Regulation of outer kinetochore assembly during meiosis I and II by CENP-A and KNL-2/M18BP1 in C. elegans oocytes.

During cell division, chromosomes build kinetochores that attach to spindle microtubules. Kinetochores usually form at the centromeres, which contain CENP-A nucleosomes. The outer kinetochore, which is the core attachment site for microtubules, is composed of the KMN network (Knl1c, Mis12c, and Ndc80c complexes) and is recruited downstream of CENP-A and its partner CENP-C. In C. elegans oocytes, kinetochores have been suggested to form independently of CENP-A nucleosomes.
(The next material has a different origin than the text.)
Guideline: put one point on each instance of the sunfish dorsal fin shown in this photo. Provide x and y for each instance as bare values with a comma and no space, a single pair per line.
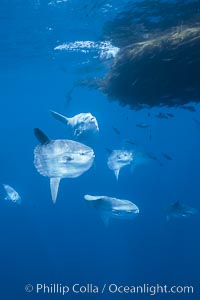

Yet kinetochore formation requires CENP-C, which acts in parallel to the nucleoporin MEL-28. Here, we used a combination of RNAi and Degron-based depletion of CENP-A (or downstream CENP-C) to demonstrate that both proteins are in fact responsible for a portion of outer kinetochore assembly during meiosis I and are essential for accurate chromosome segregation. The remaining part requires the coordinated action of KNL-2 (ortholog of human M18BP1) and of the nucleoporin MEL-28. Accordingly, co-depletion of CENP-A (or CENP-C) and KNL-2 (or MEL-28) prevented outer kinetochore assembly in oocytes during meiosis I. We further found that KNL-2 and MEL-28 are interdependent for kinetochore localization. Using engineered mutants, we demonstrated that KNL-2 recruits MEL-28 at meiotic kinetochores through a specific N-terminal domain, independently of its canonical CENP-A loading factor activity. Finally, we found that meiosis II outer kinetochore assembly was solely dependent on the canonical CENP-A/CENP-C pathway. Thus, like in most cells, outer kinetochore assembly in C. elegans oocytes depends on centromeric chromatin. However, during meiosis I, an additional KNL-2 and MEL-28 pathway acts in a non-redundant manner and in parallel to canonical centromeric chromatin.